Yes, the story is somewhat thin, the backdrop is dreadful, and the body count is out of control (as early as the opening moments). Thankfully, Sicario is still a meaty playground for the dexterously versatile French-Canadian director Villeneuve to roam around, following his Academy-Award winning wartime family drama Incendies in 2010, and the crime/thriller duo of Prisoners and Enemy in 2013. With Jóhann Jóhannsson’s heart-thumping music, which becomes audible even before the slightest resemblance of images take over the screen, Sicario is gripping and intense from the get-go, while we’re taken through an FBI raid led by Kate, where her team discovers more than 40 dead bodies buried in the walls of an Arizona safe house.
This only scratches the surface of a grim, worsening drug war between the US and Mexico, waiting to see its foulest days yet. Hired as part of an FBI team tasked with a mysterious mission (under the banner of “fighting a war against drugs”) following the disorienting raid, Kate proves her eagerness, capabilities, and capacity for the unknown task. Nevertheless, she continuously gets mislead by her superior Matt (Josh Brolin) and the curious consultant Alejandro (Benicio Del Toro, in another drug-war-film after Steven Soderbergh’s Traffic, which earned him an Oscar), who serves both as the film’s cool factor and its occasional comic relief. Thinking that her task would be based in El Paso but finding herself in Mexico, Kate gently interrogates both Matt and Alejandro to no avail. Even when she feels satisfied with their answers, the on-screen discomfort confirms she will be in for further surprises while the overarching mission of hunting and bringing down a major drug lord takes unexpected twists and turns.

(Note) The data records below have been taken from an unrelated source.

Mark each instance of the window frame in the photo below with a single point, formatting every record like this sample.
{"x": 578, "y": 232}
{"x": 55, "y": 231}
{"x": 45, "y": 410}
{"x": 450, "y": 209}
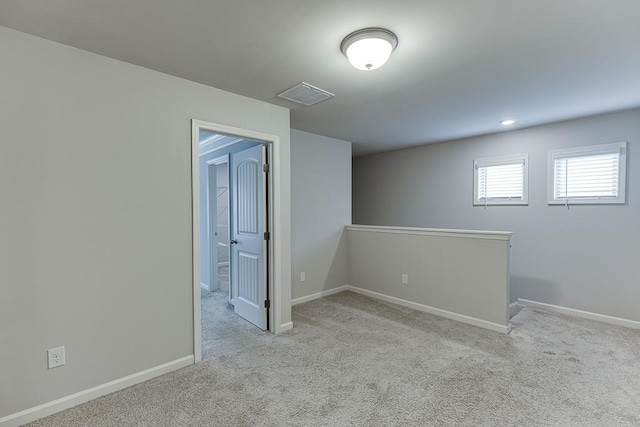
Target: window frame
{"x": 498, "y": 161}
{"x": 589, "y": 150}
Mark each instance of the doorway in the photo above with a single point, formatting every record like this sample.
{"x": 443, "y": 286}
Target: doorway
{"x": 234, "y": 223}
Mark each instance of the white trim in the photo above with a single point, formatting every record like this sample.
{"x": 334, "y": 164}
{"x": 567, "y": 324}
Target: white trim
{"x": 438, "y": 232}
{"x": 432, "y": 310}
{"x": 46, "y": 409}
{"x": 277, "y": 259}
{"x": 584, "y": 314}
{"x": 501, "y": 161}
{"x": 285, "y": 327}
{"x": 621, "y": 147}
{"x": 317, "y": 295}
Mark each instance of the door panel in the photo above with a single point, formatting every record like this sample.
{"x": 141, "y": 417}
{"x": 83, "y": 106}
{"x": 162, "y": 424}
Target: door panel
{"x": 248, "y": 248}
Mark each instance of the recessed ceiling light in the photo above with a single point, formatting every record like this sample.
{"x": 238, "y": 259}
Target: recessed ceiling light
{"x": 369, "y": 48}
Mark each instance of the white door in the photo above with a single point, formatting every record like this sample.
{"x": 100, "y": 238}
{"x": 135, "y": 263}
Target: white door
{"x": 248, "y": 244}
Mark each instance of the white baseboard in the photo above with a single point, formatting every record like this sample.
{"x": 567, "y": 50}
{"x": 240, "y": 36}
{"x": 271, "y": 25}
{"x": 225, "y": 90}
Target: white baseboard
{"x": 432, "y": 310}
{"x": 514, "y": 308}
{"x": 580, "y": 313}
{"x": 40, "y": 411}
{"x": 318, "y": 295}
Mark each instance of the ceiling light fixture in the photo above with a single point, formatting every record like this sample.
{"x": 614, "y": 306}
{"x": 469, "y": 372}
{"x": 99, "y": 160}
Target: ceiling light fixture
{"x": 369, "y": 48}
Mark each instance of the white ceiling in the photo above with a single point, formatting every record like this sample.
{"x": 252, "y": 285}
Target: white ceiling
{"x": 460, "y": 65}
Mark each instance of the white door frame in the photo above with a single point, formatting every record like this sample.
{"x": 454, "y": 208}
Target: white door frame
{"x": 275, "y": 271}
{"x": 213, "y": 218}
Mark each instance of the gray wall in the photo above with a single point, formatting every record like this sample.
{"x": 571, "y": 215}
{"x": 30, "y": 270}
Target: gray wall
{"x": 460, "y": 275}
{"x": 584, "y": 258}
{"x": 321, "y": 207}
{"x": 95, "y": 186}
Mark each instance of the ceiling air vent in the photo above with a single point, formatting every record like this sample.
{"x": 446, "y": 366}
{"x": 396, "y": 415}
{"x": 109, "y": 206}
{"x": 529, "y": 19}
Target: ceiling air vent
{"x": 306, "y": 94}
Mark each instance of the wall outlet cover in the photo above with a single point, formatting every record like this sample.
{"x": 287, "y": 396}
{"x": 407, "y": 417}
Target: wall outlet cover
{"x": 56, "y": 357}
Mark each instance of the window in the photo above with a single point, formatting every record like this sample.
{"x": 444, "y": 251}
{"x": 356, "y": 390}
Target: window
{"x": 588, "y": 175}
{"x": 501, "y": 180}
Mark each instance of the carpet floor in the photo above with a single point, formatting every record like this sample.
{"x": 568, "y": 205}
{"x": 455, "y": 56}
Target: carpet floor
{"x": 354, "y": 361}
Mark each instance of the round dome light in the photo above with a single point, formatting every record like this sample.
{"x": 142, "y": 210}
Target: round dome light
{"x": 369, "y": 48}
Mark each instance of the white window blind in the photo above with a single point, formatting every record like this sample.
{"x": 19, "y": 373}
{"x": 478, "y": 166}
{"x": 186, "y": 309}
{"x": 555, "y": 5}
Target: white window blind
{"x": 588, "y": 174}
{"x": 500, "y": 180}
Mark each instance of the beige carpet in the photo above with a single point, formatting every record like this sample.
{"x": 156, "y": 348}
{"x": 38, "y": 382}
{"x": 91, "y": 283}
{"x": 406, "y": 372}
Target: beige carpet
{"x": 354, "y": 361}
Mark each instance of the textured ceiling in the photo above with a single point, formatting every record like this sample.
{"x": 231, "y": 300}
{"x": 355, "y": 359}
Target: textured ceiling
{"x": 459, "y": 68}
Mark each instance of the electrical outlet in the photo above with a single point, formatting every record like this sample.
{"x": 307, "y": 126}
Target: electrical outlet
{"x": 56, "y": 357}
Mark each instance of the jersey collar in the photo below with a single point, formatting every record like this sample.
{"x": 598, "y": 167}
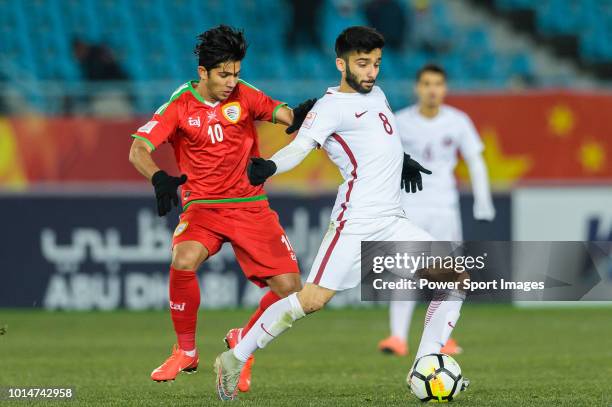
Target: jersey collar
{"x": 199, "y": 97}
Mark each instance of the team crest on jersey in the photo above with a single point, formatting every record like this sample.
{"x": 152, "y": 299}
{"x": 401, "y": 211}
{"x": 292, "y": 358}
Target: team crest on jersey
{"x": 232, "y": 111}
{"x": 212, "y": 116}
{"x": 180, "y": 228}
{"x": 194, "y": 121}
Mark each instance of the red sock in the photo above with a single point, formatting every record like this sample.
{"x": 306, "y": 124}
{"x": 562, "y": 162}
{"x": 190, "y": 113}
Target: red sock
{"x": 184, "y": 305}
{"x": 268, "y": 299}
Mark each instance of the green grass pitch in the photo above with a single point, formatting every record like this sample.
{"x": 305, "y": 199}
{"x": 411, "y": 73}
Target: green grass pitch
{"x": 514, "y": 357}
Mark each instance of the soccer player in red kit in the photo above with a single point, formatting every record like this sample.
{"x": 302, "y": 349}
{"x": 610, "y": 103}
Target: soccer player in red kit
{"x": 210, "y": 125}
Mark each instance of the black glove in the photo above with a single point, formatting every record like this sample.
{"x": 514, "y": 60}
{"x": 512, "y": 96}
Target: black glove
{"x": 411, "y": 174}
{"x": 299, "y": 114}
{"x": 259, "y": 170}
{"x": 165, "y": 190}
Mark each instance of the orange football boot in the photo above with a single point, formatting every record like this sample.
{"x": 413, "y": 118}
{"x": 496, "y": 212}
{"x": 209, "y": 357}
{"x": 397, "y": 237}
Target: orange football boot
{"x": 393, "y": 345}
{"x": 231, "y": 340}
{"x": 451, "y": 347}
{"x": 178, "y": 362}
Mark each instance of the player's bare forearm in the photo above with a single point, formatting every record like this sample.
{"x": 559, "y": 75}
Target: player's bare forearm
{"x": 140, "y": 157}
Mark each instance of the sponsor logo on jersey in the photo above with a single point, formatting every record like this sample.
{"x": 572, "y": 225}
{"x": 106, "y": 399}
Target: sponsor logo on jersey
{"x": 180, "y": 228}
{"x": 232, "y": 112}
{"x": 194, "y": 121}
{"x": 177, "y": 307}
{"x": 211, "y": 116}
{"x": 148, "y": 127}
{"x": 309, "y": 120}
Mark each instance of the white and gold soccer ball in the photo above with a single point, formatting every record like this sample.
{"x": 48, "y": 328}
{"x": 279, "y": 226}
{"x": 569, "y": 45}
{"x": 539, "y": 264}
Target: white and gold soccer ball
{"x": 435, "y": 378}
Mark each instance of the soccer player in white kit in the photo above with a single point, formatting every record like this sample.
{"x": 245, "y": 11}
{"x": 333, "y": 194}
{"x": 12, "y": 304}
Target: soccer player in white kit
{"x": 433, "y": 133}
{"x": 355, "y": 126}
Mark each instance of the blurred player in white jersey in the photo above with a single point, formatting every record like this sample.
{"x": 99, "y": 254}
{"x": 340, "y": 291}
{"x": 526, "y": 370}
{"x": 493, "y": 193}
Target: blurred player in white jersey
{"x": 433, "y": 133}
{"x": 355, "y": 126}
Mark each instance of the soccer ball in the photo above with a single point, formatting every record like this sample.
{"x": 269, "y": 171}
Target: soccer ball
{"x": 436, "y": 377}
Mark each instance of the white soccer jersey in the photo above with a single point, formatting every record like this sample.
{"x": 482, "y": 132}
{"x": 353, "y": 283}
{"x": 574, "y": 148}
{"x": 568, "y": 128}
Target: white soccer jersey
{"x": 360, "y": 135}
{"x": 434, "y": 143}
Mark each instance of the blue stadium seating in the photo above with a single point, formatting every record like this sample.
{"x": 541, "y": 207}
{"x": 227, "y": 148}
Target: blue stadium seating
{"x": 154, "y": 39}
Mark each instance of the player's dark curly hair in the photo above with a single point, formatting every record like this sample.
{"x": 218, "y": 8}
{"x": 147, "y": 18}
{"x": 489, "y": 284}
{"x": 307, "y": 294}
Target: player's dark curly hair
{"x": 220, "y": 44}
{"x": 358, "y": 38}
{"x": 430, "y": 68}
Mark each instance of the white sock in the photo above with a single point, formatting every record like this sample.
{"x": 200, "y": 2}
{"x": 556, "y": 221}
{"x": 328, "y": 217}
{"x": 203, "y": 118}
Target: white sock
{"x": 442, "y": 315}
{"x": 400, "y": 315}
{"x": 274, "y": 321}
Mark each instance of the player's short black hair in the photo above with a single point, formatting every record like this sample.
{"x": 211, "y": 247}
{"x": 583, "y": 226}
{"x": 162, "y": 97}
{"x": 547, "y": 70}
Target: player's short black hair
{"x": 220, "y": 44}
{"x": 358, "y": 38}
{"x": 430, "y": 68}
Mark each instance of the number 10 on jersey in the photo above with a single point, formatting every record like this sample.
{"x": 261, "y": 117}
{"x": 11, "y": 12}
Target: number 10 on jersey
{"x": 216, "y": 133}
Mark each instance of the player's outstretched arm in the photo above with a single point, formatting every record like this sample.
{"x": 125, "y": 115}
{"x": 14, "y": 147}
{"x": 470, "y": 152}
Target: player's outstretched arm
{"x": 411, "y": 174}
{"x": 260, "y": 169}
{"x": 165, "y": 185}
{"x": 483, "y": 202}
{"x": 294, "y": 118}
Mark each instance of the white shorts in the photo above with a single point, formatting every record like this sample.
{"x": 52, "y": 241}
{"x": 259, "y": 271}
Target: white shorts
{"x": 443, "y": 223}
{"x": 337, "y": 265}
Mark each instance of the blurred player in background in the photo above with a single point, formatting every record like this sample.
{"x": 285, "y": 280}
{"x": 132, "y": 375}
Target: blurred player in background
{"x": 210, "y": 125}
{"x": 433, "y": 133}
{"x": 355, "y": 126}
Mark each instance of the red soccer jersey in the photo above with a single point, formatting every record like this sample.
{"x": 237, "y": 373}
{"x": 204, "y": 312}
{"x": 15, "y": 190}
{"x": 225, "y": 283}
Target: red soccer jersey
{"x": 213, "y": 142}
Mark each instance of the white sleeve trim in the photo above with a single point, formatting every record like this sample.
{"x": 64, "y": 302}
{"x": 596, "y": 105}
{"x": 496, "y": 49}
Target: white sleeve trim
{"x": 483, "y": 202}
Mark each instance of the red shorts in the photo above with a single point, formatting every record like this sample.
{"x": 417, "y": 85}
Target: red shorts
{"x": 259, "y": 241}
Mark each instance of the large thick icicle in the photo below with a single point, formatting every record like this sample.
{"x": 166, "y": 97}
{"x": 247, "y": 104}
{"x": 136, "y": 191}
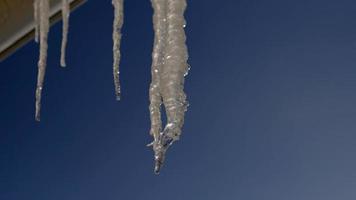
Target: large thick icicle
{"x": 171, "y": 75}
{"x": 43, "y": 18}
{"x": 117, "y": 25}
{"x": 65, "y": 18}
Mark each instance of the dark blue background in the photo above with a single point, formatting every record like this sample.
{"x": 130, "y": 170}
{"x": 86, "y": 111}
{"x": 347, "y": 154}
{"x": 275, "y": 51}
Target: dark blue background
{"x": 272, "y": 91}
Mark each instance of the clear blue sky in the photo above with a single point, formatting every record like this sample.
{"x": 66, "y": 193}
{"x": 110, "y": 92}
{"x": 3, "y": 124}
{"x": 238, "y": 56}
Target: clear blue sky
{"x": 272, "y": 116}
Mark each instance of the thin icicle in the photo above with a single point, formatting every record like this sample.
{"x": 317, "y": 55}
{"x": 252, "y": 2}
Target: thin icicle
{"x": 171, "y": 75}
{"x": 65, "y": 18}
{"x": 36, "y": 18}
{"x": 117, "y": 25}
{"x": 160, "y": 29}
{"x": 43, "y": 33}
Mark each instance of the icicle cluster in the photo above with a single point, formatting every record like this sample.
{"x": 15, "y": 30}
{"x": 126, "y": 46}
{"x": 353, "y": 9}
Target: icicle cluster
{"x": 169, "y": 66}
{"x": 41, "y": 18}
{"x": 116, "y": 35}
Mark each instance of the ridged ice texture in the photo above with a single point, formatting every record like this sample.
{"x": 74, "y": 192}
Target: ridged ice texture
{"x": 36, "y": 7}
{"x": 65, "y": 18}
{"x": 170, "y": 65}
{"x": 43, "y": 18}
{"x": 116, "y": 35}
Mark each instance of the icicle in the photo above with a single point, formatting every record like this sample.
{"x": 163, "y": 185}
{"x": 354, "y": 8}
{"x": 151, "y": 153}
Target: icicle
{"x": 117, "y": 25}
{"x": 36, "y": 18}
{"x": 43, "y": 32}
{"x": 65, "y": 18}
{"x": 171, "y": 76}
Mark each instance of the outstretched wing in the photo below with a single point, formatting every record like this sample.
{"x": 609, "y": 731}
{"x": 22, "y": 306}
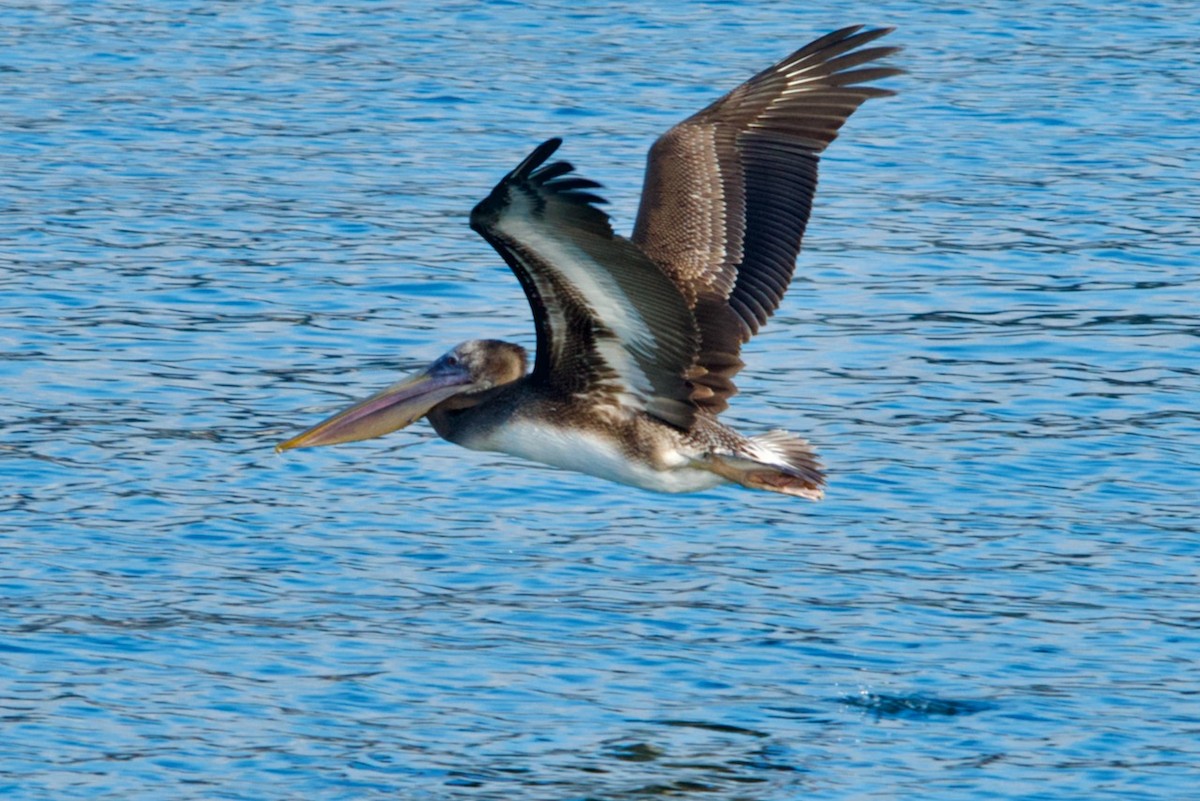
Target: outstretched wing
{"x": 729, "y": 192}
{"x": 609, "y": 319}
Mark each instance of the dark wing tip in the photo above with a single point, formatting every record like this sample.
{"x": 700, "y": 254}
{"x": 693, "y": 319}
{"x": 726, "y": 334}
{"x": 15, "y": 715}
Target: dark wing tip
{"x": 537, "y": 158}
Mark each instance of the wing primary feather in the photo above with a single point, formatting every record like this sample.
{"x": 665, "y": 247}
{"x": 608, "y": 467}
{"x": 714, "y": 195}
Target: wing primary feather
{"x": 729, "y": 191}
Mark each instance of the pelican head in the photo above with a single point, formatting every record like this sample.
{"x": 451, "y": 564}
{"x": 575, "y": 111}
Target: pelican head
{"x": 456, "y": 379}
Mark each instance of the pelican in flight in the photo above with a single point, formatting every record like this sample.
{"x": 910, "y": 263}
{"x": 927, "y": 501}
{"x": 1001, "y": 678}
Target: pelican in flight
{"x": 639, "y": 338}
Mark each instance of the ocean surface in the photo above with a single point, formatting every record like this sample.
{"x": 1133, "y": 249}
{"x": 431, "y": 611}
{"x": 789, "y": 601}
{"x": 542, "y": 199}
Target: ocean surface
{"x": 221, "y": 221}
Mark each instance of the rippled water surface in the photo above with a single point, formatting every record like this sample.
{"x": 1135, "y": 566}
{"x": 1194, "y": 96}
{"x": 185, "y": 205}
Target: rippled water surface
{"x": 222, "y": 221}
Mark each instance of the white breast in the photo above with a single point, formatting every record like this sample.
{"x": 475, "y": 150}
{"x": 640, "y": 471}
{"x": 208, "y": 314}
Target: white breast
{"x": 583, "y": 452}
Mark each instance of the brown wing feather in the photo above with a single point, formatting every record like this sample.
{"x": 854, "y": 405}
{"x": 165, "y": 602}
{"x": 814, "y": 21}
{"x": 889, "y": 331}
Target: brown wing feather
{"x": 729, "y": 192}
{"x": 609, "y": 320}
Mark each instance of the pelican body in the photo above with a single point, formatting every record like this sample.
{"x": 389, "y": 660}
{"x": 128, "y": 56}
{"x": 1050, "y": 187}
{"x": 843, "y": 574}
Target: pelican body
{"x": 639, "y": 338}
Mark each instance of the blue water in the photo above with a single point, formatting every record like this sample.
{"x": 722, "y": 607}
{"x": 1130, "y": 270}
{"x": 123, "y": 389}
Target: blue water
{"x": 220, "y": 222}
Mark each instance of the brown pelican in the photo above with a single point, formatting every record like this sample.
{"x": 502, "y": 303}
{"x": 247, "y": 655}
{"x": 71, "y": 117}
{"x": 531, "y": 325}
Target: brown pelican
{"x": 639, "y": 338}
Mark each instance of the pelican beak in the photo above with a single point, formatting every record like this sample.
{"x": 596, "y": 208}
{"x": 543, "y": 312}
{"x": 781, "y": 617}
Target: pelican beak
{"x": 401, "y": 404}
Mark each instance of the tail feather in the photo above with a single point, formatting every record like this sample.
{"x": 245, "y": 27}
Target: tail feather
{"x": 777, "y": 462}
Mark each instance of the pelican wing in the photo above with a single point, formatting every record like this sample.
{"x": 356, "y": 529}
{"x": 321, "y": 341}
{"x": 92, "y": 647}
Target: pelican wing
{"x": 729, "y": 192}
{"x": 609, "y": 319}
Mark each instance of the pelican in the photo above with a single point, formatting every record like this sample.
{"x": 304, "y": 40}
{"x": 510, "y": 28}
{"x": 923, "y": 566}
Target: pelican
{"x": 637, "y": 338}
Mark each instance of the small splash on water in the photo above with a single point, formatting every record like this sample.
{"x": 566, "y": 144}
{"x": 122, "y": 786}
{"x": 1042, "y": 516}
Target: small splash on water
{"x": 912, "y": 706}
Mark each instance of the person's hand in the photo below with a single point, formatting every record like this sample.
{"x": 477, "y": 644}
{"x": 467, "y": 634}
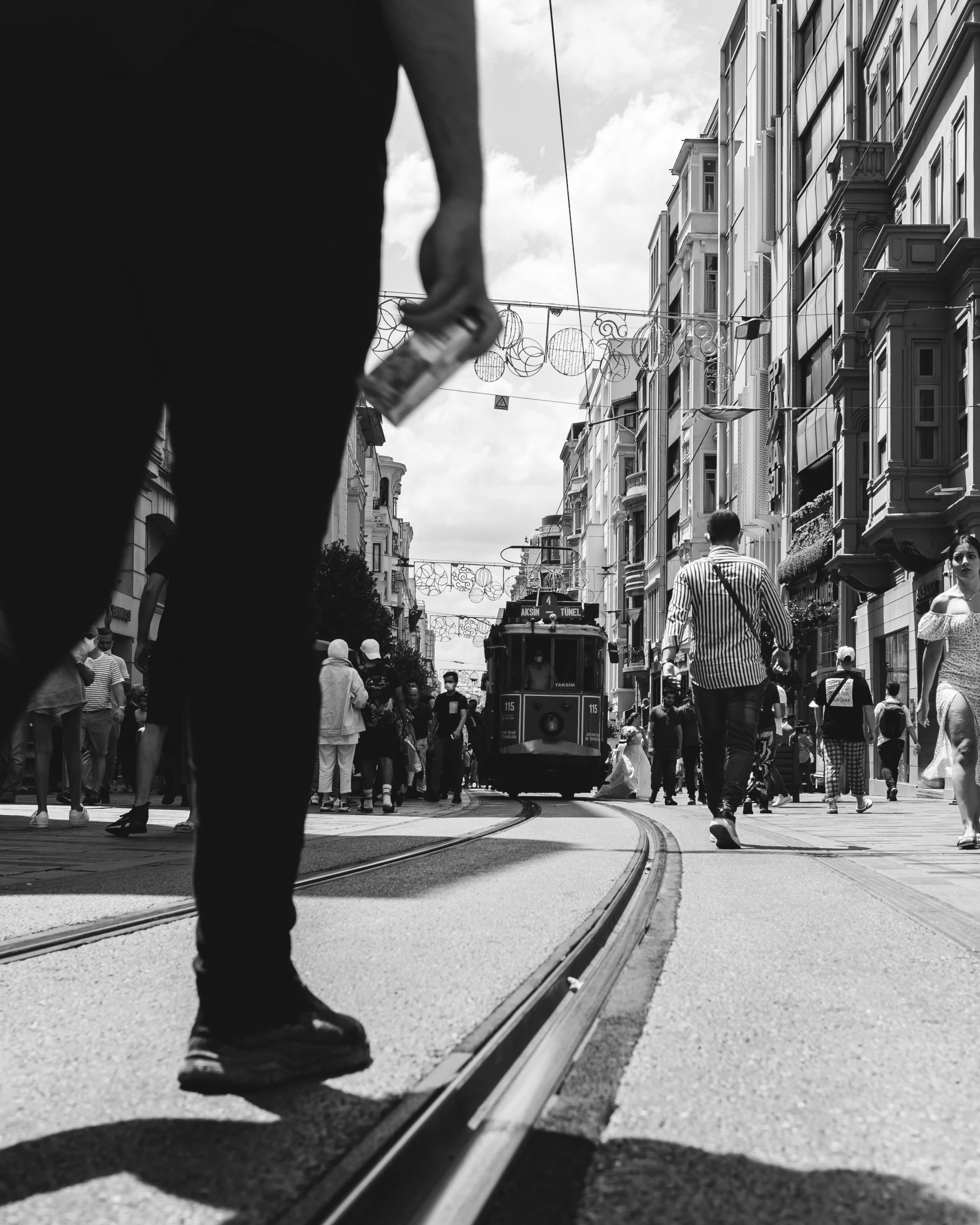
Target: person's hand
{"x": 451, "y": 267}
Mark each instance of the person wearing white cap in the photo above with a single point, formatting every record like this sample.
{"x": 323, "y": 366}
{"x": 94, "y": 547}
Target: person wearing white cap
{"x": 384, "y": 716}
{"x": 342, "y": 698}
{"x": 845, "y": 724}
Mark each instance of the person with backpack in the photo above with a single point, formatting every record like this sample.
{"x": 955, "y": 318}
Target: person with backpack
{"x": 724, "y": 597}
{"x": 892, "y": 719}
{"x": 845, "y": 723}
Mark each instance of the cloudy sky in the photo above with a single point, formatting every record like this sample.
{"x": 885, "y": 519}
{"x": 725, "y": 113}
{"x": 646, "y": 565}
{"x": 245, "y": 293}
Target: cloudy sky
{"x": 638, "y": 78}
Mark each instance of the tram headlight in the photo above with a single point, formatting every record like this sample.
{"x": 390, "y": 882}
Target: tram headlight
{"x": 551, "y": 723}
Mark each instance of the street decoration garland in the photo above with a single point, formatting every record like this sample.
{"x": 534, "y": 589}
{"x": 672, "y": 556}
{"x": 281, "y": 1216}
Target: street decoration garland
{"x": 571, "y": 350}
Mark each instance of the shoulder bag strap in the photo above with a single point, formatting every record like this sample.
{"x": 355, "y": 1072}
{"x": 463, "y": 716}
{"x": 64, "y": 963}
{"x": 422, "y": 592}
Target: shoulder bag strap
{"x": 739, "y": 605}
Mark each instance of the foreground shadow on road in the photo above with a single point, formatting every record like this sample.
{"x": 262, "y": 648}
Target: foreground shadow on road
{"x": 254, "y": 1169}
{"x": 560, "y": 1180}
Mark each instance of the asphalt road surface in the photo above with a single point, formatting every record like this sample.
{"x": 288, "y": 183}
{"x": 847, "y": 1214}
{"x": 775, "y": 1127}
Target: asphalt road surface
{"x": 794, "y": 1042}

Sicario proves to have enough life and intrigue to maintain one’s interest through its 2-hour running time, chief of which are its cast’s collective appeal and Roger Deakins’ (working with Villeneuve once again after Prisoners) gorgeous cinematography that expertly plugs a tense, slow-burn rhythm into each shot, especially during the film’s last set piece. But its world is so degraded and over-the-top tarnished that one inevitably looks for a more substantial and urgent-feeling story to fully tune in to and care for. This impulse unfortunately goes unfulfilled as long stretches of tease (one of which blatantly wastes Kate as ‘bait’) take over and become the norm. We need no convincing that Villeneuve can orchestrate a complex, high-gear project and steer his ship effortlessly—just think of the weight of his next undertaking with the upcoming Blade Runner sequel that will unite him with Deakins again. He just needs a better story with more substance.